Skip to content
News

Lada Gaga Nearly Left ‘Applause’ Off of ‘ARTPOP,’ But Her Boss Loves Her

Lady Gaga, "Applause," 'ARTPOP,' almost, "Bad Romance," sales

Lady Gaga unveiled new single “Applause” (plus a lyric video) earlier this week and has given fans incentives – sort of – to buy multiple copies, but the dance-pop track wasn’t always a shoo-in to appear on her next album. So the singer recently told Ryan Seacrest (via NME), expalining that the decision to use “Applause” as a single came down to a listening session with Interscope Records co-founder Jimmy Iovine.

As the Mother Monster recalled, she and her team had come up with 70 to 100 songs since 2011’s Born This Way, eventually whittling them down to 40 tracks to play for Iovine. “‘Applause’ almost didn’t make the album,” Lady Gaga told Seacrest. “We played ‘Applause’ last and Jimmy looked at me and said, ‘Every record that you played me is better than the one that you played before it, so the last one should be the first single.'” It’s one of those sweet, self-deprecating stories that end with name-dropping a powerful person and quoting how effusively they complimented you.

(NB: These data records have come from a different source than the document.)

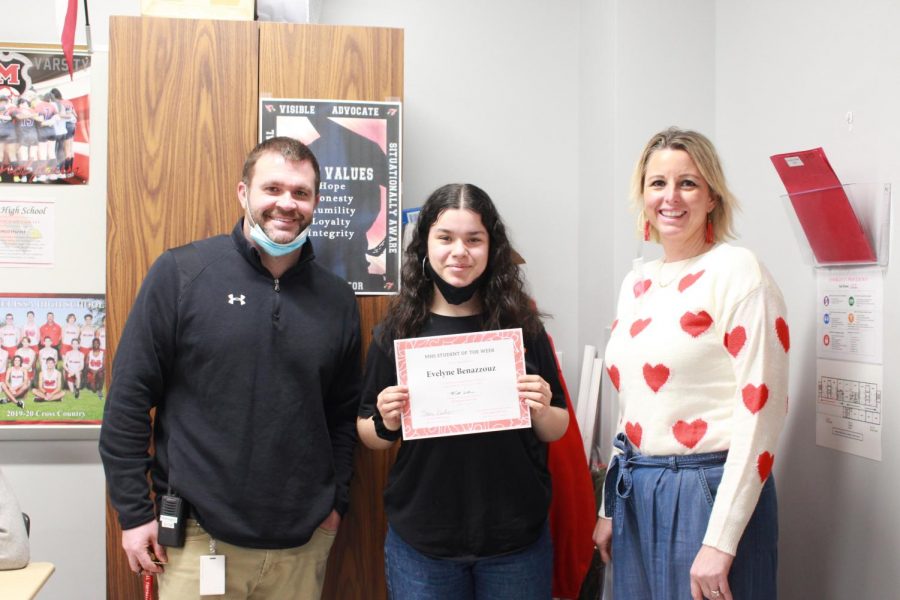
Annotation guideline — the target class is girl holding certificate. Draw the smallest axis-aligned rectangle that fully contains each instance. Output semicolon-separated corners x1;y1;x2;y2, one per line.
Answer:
357;184;568;600
594;128;790;600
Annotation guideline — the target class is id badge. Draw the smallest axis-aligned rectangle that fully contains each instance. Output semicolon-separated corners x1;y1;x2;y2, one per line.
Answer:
200;554;225;596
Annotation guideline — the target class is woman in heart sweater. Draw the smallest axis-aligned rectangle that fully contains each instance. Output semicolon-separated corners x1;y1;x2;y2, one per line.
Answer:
594;128;790;600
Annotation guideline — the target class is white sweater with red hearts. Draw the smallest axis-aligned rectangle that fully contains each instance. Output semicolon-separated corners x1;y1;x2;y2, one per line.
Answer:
605;244;790;554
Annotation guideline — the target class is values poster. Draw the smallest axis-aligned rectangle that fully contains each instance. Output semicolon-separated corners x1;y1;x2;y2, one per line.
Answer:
0;294;106;427
259;99;401;294
0;48;91;184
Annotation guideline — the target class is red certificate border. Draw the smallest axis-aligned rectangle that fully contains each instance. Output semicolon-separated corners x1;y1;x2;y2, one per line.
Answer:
394;329;531;440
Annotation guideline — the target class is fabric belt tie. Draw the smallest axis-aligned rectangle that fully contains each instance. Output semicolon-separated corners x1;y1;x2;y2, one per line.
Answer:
603;433;728;534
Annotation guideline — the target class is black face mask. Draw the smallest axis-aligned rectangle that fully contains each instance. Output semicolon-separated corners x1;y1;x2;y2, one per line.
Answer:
422;258;487;304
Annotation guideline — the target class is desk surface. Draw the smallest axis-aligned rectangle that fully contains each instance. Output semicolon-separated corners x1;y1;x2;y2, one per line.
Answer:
0;563;56;600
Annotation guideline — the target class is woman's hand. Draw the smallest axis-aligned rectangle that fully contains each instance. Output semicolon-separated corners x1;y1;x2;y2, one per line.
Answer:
594;517;612;563
691;545;734;600
375;385;409;431
518;375;553;420
518;375;569;442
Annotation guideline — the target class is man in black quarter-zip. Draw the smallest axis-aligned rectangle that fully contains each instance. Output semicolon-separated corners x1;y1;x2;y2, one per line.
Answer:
100;137;360;600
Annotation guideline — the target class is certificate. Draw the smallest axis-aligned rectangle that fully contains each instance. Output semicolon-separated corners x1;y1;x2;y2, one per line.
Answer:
394;329;531;440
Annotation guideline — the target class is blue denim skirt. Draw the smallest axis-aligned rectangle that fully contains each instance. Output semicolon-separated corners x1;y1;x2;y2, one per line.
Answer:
605;434;778;600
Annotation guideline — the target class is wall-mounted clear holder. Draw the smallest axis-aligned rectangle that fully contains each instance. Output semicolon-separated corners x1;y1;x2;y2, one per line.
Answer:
781;183;891;267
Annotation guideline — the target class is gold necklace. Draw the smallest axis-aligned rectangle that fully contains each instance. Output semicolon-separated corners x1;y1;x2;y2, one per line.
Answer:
656;254;703;288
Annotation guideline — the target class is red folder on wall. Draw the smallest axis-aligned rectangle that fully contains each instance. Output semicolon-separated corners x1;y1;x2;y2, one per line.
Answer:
770;148;876;264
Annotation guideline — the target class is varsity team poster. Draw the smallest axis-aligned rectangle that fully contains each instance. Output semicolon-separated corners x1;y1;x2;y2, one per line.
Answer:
0;47;91;184
0;294;106;427
259;98;401;294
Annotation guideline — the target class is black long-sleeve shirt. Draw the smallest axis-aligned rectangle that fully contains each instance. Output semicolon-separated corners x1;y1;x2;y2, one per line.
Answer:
359;314;566;560
100;222;360;548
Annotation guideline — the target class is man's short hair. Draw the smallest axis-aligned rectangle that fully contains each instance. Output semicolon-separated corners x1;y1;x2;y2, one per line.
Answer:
241;136;319;195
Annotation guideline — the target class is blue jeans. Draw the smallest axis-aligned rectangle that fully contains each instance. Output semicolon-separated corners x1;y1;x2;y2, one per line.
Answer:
384;525;553;600
607;439;778;600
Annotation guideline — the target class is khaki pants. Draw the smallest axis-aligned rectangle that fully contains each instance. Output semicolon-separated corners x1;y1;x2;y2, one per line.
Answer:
157;519;336;600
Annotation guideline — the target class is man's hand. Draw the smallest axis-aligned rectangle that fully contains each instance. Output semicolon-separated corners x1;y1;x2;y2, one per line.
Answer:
319;509;341;531
122;520;169;575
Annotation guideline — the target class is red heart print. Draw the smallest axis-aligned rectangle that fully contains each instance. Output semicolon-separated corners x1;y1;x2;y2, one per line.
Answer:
681;310;712;337
634;279;652;298
756;452;775;483
630;319;653;337
725;325;747;358
678;271;706;292
775;317;791;352
606;365;619;392
644;364;669;393
625;421;644;448
672;419;707;448
741;383;769;415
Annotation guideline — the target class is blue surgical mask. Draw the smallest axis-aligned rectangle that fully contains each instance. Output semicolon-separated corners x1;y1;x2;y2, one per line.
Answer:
247;211;309;256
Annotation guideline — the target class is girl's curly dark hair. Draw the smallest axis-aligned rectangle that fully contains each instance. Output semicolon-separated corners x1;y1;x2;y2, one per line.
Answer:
381;183;543;348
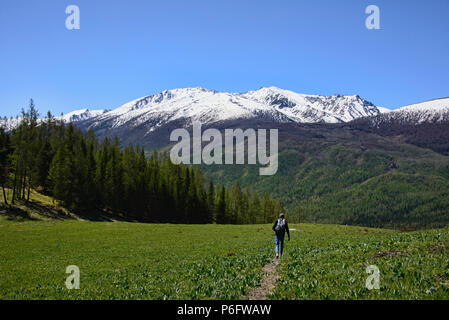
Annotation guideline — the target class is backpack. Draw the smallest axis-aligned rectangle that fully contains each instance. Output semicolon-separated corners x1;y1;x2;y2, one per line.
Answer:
276;219;285;233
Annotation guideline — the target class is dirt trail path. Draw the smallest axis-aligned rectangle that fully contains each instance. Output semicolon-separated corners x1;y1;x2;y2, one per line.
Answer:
247;259;280;300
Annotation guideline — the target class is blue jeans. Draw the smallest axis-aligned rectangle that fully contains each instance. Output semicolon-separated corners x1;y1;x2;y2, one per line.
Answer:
274;234;285;256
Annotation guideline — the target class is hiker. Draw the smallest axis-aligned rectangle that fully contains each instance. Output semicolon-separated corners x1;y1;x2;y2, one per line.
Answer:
273;213;290;258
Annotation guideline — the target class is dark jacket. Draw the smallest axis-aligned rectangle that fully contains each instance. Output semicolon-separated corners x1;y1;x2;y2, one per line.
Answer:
272;219;290;238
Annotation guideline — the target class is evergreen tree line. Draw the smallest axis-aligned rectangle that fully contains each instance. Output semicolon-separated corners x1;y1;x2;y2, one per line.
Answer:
0;100;284;224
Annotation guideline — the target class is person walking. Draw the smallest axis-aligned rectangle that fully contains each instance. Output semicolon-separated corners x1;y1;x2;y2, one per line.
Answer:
273;213;290;258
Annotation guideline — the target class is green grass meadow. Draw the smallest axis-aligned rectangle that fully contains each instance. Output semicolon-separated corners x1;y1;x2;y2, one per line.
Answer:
0;217;449;299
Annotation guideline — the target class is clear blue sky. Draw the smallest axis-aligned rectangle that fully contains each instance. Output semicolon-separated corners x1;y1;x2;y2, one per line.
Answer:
0;0;449;116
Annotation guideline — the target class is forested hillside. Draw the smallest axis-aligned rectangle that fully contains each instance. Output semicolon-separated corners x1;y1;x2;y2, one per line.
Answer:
198;123;449;228
0;101;283;224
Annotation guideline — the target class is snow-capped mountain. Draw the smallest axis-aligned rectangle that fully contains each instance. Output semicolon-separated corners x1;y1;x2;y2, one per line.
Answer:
80;87;380;132
387;97;449;123
362;97;449;126
56;109;107;122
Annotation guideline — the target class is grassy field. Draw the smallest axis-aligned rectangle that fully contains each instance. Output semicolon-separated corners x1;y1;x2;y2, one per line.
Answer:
0;217;449;299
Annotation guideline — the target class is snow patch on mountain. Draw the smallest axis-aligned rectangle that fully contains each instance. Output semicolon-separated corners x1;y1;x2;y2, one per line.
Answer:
372;97;449;124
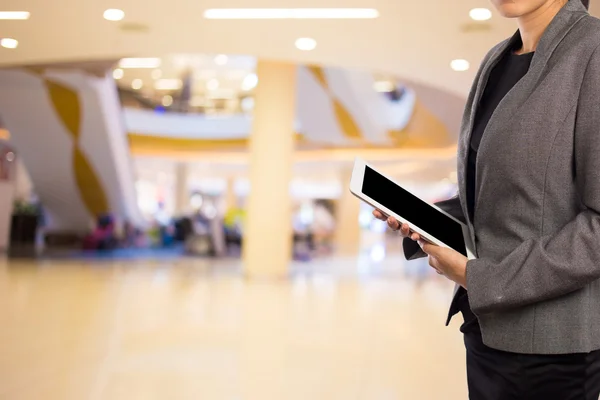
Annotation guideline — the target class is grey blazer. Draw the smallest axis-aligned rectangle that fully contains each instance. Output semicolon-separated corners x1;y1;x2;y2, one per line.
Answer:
405;0;600;354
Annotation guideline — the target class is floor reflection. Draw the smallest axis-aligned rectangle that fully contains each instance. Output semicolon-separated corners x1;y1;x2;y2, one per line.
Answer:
0;242;467;400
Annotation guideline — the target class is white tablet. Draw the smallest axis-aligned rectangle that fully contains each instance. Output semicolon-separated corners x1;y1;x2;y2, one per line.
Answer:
350;158;475;259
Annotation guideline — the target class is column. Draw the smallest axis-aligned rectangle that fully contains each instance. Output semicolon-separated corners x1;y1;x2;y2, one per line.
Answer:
334;169;361;255
243;61;296;277
223;177;238;212
175;162;190;216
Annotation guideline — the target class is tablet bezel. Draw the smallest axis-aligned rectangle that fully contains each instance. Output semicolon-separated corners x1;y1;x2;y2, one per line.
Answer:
350;158;475;259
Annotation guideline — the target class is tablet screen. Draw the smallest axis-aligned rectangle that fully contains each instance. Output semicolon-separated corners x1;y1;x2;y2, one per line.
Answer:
362;166;467;257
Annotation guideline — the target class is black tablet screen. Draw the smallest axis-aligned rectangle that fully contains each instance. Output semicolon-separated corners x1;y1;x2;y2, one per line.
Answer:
362;166;467;256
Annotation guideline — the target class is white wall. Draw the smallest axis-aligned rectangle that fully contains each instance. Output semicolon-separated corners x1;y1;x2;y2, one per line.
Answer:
0;181;14;252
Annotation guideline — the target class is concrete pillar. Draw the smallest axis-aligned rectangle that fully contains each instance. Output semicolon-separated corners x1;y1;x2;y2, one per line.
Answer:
243;61;296;277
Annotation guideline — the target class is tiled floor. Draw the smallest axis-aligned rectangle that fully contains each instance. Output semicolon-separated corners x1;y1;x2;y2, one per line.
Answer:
0;253;467;400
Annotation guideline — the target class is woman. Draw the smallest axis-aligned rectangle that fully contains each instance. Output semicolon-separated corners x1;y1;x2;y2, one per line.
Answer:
374;0;600;400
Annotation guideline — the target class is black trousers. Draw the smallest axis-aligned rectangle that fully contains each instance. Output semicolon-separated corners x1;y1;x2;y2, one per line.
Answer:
464;332;600;400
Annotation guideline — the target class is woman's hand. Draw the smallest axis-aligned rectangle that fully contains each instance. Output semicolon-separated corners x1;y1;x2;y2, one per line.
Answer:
373;210;421;242
419;240;468;289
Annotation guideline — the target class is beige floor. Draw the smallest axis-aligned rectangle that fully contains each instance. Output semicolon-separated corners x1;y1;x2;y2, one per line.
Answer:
0;256;467;400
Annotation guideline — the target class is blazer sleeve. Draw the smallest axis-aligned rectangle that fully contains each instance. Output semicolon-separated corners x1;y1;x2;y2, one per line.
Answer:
402;195;466;260
466;43;600;314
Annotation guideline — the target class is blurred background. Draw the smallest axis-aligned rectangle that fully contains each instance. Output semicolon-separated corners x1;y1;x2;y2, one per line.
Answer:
0;0;599;400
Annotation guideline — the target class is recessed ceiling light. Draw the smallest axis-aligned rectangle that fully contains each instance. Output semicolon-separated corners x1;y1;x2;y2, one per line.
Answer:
154;79;181;90
242;74;258;91
0;11;30;19
119;58;160;68
469;8;492;21
215;54;229;65
104;8;125;21
204;8;379;19
373;81;396;93
296;38;317;51
206;78;219;90
450;59;471;72
0;38;19;49
113;68;124;79
131;79;144;90
162;95;173;107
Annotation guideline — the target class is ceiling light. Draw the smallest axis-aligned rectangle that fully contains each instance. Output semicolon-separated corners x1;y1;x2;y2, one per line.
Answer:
190;96;206;107
296;38;317;51
204;8;379;19
113;68;124;79
240;97;254;113
242;74;258;91
0;11;30;19
215;54;228;65
119;58;160;68
206;78;219;90
154;79;181;90
131;79;144;90
104;8;125;21
162;95;173;107
373;81;396;93
0;38;19;49
450;59;471;72
469;8;492;21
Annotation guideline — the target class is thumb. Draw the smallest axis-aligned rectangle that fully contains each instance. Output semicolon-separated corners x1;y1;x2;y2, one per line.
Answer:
418;239;439;257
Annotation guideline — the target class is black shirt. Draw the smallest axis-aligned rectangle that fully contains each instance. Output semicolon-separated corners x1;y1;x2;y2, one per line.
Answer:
458;43;534;333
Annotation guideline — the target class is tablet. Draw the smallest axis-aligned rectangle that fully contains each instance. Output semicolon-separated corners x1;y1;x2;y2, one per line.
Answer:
350;159;475;258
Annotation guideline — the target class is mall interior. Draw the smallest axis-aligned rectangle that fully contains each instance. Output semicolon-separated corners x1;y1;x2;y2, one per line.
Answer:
0;0;600;400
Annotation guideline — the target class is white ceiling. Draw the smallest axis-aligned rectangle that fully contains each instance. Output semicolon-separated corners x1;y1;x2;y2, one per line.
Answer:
0;0;598;96
0;0;564;96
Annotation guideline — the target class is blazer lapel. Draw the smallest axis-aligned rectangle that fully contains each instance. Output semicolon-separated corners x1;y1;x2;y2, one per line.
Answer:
458;36;519;234
459;0;588;233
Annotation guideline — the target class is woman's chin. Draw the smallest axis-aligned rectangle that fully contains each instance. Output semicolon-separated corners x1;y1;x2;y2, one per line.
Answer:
497;3;524;18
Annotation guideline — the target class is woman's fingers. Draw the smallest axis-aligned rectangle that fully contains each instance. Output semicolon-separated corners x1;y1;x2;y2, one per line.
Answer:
373;209;421;242
373;209;387;221
387;217;400;231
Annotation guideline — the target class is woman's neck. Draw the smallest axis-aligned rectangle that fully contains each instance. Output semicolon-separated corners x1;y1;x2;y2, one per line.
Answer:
517;0;568;54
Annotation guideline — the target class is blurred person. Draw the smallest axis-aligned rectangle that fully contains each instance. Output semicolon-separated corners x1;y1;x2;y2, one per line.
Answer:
374;0;600;400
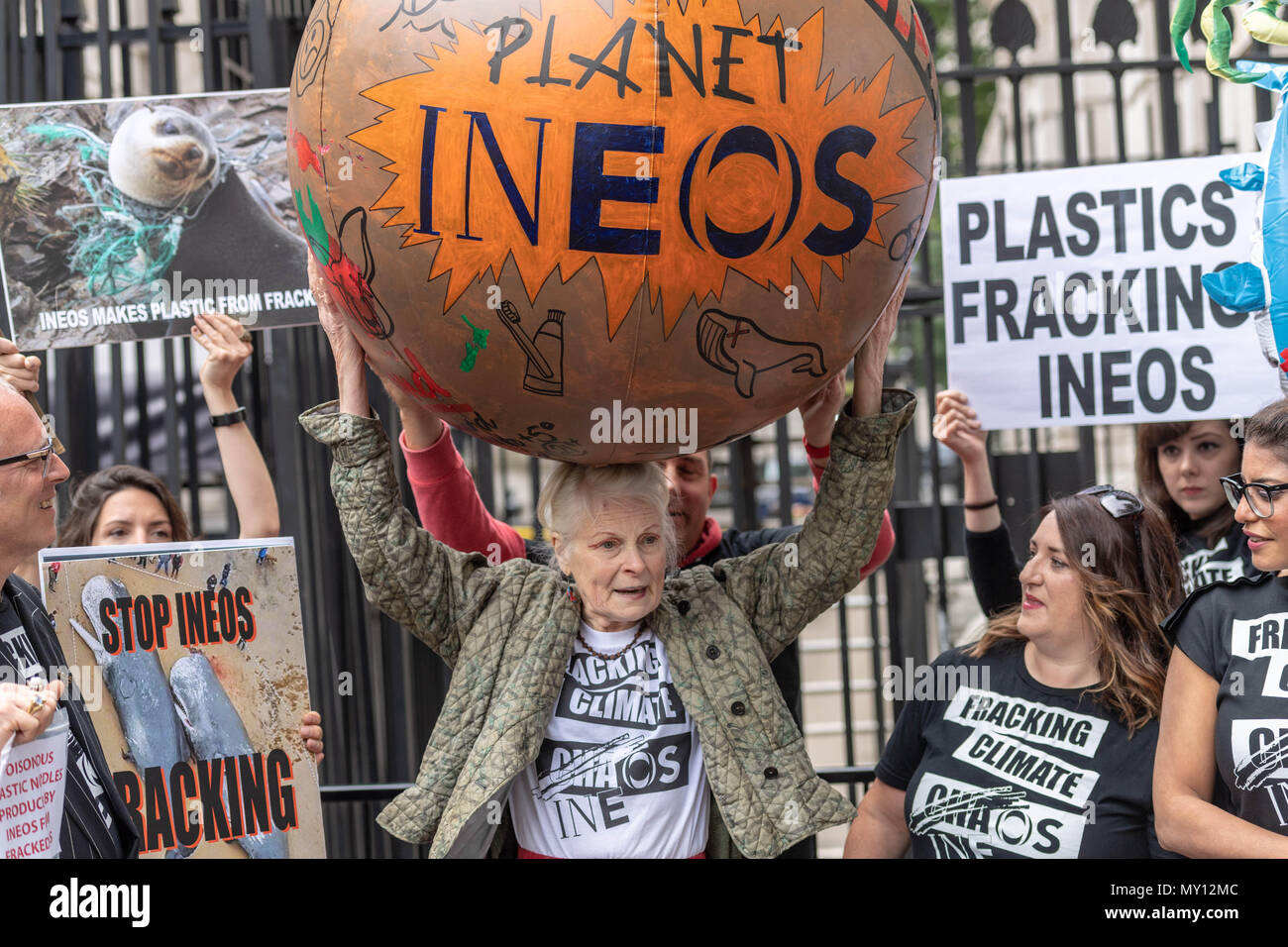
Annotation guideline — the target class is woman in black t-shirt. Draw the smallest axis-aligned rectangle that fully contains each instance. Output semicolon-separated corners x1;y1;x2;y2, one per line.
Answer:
845;487;1180;858
934;390;1256;614
1154;401;1288;858
1136;421;1256;592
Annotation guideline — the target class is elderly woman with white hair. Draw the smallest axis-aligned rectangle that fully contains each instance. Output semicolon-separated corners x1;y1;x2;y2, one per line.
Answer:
300;275;914;858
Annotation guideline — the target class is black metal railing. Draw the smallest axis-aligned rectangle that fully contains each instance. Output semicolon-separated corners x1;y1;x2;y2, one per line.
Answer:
0;0;1271;857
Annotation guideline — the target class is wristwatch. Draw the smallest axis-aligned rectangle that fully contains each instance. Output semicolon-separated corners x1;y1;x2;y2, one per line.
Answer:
210;406;246;428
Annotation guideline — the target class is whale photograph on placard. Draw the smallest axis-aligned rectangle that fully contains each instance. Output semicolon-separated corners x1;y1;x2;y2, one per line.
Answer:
0;89;317;351
40;537;326;860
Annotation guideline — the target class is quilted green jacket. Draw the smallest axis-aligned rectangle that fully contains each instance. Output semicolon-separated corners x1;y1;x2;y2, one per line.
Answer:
300;390;915;858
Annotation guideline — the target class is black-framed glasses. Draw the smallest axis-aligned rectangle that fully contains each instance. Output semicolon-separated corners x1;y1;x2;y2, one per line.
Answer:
1078;483;1145;588
1220;474;1288;519
0;437;54;479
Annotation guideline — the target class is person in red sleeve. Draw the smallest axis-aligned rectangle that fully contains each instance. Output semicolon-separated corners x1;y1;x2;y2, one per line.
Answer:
309;264;894;858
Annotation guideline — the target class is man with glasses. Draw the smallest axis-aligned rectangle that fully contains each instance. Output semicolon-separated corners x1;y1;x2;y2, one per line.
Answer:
0;380;139;858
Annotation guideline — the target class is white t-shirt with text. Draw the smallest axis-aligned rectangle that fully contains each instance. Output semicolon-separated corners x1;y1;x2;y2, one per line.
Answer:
510;625;709;858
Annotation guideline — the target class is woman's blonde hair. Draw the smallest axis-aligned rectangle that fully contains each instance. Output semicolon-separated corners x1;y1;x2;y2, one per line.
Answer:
537;464;679;570
969;493;1182;734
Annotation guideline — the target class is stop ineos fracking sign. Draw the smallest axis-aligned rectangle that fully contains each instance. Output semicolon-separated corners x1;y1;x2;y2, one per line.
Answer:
940;155;1279;429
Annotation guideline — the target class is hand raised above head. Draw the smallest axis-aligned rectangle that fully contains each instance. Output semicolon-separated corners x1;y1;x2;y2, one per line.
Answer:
192;312;255;389
308;253;366;368
799;369;845;447
931;389;988;462
0;338;40;391
854;270;912;417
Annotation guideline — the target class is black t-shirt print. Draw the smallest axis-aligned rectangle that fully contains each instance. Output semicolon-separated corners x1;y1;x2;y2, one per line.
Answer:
1176;523;1259;595
876;642;1164;858
1163;574;1288;835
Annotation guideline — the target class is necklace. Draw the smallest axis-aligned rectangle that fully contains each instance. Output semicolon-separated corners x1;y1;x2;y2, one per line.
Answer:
577;622;644;661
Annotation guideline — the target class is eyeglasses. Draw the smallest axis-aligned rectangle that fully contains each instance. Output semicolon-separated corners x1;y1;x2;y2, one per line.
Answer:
1078;483;1145;588
0;437;54;479
1220;474;1288;519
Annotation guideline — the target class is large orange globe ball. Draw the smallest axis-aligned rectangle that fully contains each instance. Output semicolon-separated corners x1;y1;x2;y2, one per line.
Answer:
290;0;939;464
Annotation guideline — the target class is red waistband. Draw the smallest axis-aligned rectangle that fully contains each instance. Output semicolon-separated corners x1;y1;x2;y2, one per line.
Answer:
519;847;707;861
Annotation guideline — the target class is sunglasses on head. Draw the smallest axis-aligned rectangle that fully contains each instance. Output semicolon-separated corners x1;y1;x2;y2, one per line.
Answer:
1078;483;1145;588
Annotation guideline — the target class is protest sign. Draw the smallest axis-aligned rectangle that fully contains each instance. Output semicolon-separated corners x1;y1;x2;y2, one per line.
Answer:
0;89;317;351
40;540;325;858
0;710;69;858
940;156;1279;429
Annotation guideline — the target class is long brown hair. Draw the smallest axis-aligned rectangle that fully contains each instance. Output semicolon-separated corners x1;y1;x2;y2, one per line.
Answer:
1136;421;1243;549
970;493;1181;733
58;464;192;546
1243;398;1288;464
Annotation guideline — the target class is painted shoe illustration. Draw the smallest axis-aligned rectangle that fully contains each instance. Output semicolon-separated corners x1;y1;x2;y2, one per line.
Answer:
698;309;827;398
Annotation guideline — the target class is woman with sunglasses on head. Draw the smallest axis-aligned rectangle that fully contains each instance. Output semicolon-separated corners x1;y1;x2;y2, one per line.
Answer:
845;487;1180;858
932;390;1256;614
1154;401;1288;858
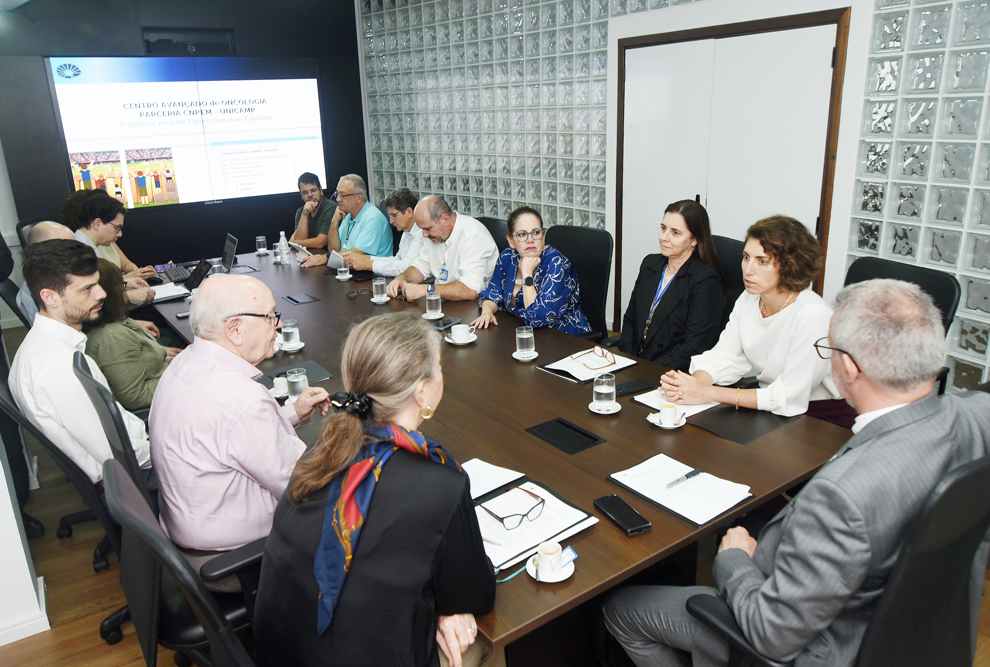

Then again, as chairman of Interscope Geffen A&M, Iovine has plenty of reasons to gush. Most recently, Lady Gaga’s 2009 The Fame Monster single “Bad Romance” cracked the million sales mark in the United Kingdom, as the Hollywood Reporter notes. After “Poker Face,” from 2008’s The Fame, it’s her second track to sell a million copies across the pond.

Despite a promotional video urging fans not to buy “Applause,” Lady Gaga’s latest single looks likely to sell strongly in its first week. According to Billboard, “Applause” and Katy Perry’s “Roar” are each on track to sell as many as 500,000 copies apiece. Take that, leakers.